MiniAppBench Reveals Only 1 in 6 AI‑Generated Apps Meet Real User Needs
MiniAppBench, the first benchmark that evaluates large language models' ability to generate fully functional interactive HTML applications, shows an average pass rate of just 17% across 16 top models—with the strongest model, GPT‑5.2, achieving only 45%—highlighting a substantial gap between current capabilities and real‑world user requirements.
From Text to Interactive Apps: A New AI Paradigm
The paper defines a MiniApp as a customized HTML interactive application generated on‑the‑fly from a single user query, moving beyond static text or markdown outputs.
Why HTML?
HTML provides visual appeal, rich interaction logic, cross‑platform immediacy, and no installation overhead, making it a natural target for direct model output rather than an intermediate artifact.
Core Requirements of a MiniApp
Principle Adherence : the model must capture implicit real‑world principles in the query (e.g., a weekly diet tracker must reflect seven days and three meals per day).
Customized Interaction : the app’s structure and behavior must be dynamically synthesized to match user intent, not merely assembled from a fixed template.

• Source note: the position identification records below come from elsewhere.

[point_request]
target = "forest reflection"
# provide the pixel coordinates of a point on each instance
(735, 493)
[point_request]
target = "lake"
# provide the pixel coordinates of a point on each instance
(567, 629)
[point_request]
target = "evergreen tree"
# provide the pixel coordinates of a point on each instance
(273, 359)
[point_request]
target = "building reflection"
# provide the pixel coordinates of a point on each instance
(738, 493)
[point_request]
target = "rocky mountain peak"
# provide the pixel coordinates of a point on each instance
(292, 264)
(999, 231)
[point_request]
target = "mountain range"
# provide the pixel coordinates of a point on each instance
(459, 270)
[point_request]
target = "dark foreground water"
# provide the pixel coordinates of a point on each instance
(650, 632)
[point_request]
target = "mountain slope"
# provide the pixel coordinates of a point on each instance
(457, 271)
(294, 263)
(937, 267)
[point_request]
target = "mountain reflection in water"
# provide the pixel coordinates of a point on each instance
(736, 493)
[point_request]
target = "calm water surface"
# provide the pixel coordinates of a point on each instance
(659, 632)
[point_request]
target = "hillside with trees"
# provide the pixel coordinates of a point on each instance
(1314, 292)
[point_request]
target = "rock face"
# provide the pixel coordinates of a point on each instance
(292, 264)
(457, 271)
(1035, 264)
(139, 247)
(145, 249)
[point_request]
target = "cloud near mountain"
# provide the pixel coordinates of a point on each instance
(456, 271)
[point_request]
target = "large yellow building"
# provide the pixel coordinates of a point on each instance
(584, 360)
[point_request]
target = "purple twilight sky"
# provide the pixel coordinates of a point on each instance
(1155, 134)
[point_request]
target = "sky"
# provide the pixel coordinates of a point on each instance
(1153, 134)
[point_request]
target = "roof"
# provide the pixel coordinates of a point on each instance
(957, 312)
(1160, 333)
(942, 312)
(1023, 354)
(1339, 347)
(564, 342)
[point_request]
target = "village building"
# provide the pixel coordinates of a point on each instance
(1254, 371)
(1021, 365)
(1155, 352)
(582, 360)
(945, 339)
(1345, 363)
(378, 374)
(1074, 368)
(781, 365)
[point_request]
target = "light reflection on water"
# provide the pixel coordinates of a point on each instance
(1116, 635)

Why Existing Benchmarks Fall Short
Code benchmarks (HumanEval, MBPP, SWE‑Bench) test algorithmic correctness but ignore execution environment and user interaction. Web generation benchmarks (Pix2Code, FullFront, WebGenBench) assess visual fidelity only. Agent benchmarks (ArtifactsBench, WebDevJudge) rely on fixed A/B comparisons or reference implementations, which cannot capture the open‑ended nature of MiniApps.
MiniAppBench Construction
Starting from over 10 million real interaction requests, the authors filtered for tasks that require principle‑driven interaction, yielding 500 high‑quality tasks covering six domains, 25 sub‑categories, and three difficulty levels (30% Easy, 40% Mid, 30% Hard). The pipeline consists of four stages:
Identify principle‑driven interactive demands.
Expand coverage while preserving original intent.
Generate structured evaluation references (Eval‑Ref) that list intent, static checks, and dynamic checkpoints.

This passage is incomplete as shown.